Block Storage
Definition
Storage that divides data into fixed-size blocks, similar to traditional hard drives, providing high performance for databases and applications.
Use Cases
- Netflix: Running stateful components and databases that require durable, low-latency disk attached to compute instances — Uses AWS infrastructure where block storage (EBS) is commonly used to provide persistent volumes for EC2-based workloads; data protection is typically handled with snapshots and replication patterns appropriate to the service (Enables reliable persistence and predictable performance for stateful services while keeping compute instances replaceable and scalable)
- Airbnb: Supporting production databases and other stateful workloads on cloud virtual machines — Uses AWS and commonly relies on EBS-backed storage for EC2 instances running stateful services; operational practices typically include monitoring disk performance, right-sizing volumes, and using snapshots for backup/restore workflows (Provides durable storage independent of instance lifecycle, improving operational resilience and simplifying recovery processes)
Provider Equivalents
- AWS: Amazon Elastic Block Store (EBS)
- Azure: Azure Managed Disks
- GCP: Google Persistent Disk
- OCI: OCI Block Volume
Frequently Asked Questions
- What's the difference between block storage and object storage?
- Block storage looks like a raw disk you attach to a server (you format it with a file system and read/write blocks).
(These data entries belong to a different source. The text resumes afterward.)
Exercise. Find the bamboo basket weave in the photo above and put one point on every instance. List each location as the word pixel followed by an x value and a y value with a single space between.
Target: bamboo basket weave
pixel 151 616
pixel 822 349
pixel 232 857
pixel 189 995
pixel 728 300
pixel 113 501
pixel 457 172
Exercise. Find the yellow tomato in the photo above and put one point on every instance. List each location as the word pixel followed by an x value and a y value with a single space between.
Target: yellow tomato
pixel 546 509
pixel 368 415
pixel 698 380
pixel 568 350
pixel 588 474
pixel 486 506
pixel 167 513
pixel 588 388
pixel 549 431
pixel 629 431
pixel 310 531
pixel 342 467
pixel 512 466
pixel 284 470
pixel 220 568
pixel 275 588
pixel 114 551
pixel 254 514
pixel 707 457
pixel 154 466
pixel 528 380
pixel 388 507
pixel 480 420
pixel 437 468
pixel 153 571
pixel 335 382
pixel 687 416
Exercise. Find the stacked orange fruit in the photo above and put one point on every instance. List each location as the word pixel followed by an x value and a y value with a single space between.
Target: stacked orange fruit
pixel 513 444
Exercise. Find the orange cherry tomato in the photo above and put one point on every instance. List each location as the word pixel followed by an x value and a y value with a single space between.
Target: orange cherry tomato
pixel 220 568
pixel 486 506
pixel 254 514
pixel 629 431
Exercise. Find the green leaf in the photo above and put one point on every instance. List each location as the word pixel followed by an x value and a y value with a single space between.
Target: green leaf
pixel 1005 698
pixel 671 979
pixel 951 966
Object storage stores data as objects in buckets (accessed via an API/HTTP) and is better for files, backups, media, and large-scale unstructured data. Block storage is typically lower-latency for databases and VM disks; object storage is typically cheaper and scales massively.
- When should I use block storage?
- Use block storage when you need a disk-like device with consistent low latency and you control the file system or database layout. Common cases: VM boot volumes, database data files (SQL/NoSQL), transactional applications, container persistent volumes, and workloads needing high IOPS or predictable throughput.
- How much does block storage cost?
- Pricing is usually based on (1) provisioned capacity (GB per month), (2) performance tier (e.g., SSD vs HDD, provisioned IOPS/throughput), and (3) snapshots/backups stored. You may also pay for cross-zone/region replication or data transfer in some designs. Costs rise with higher IOPS/throughput tiers and frequent snapshots.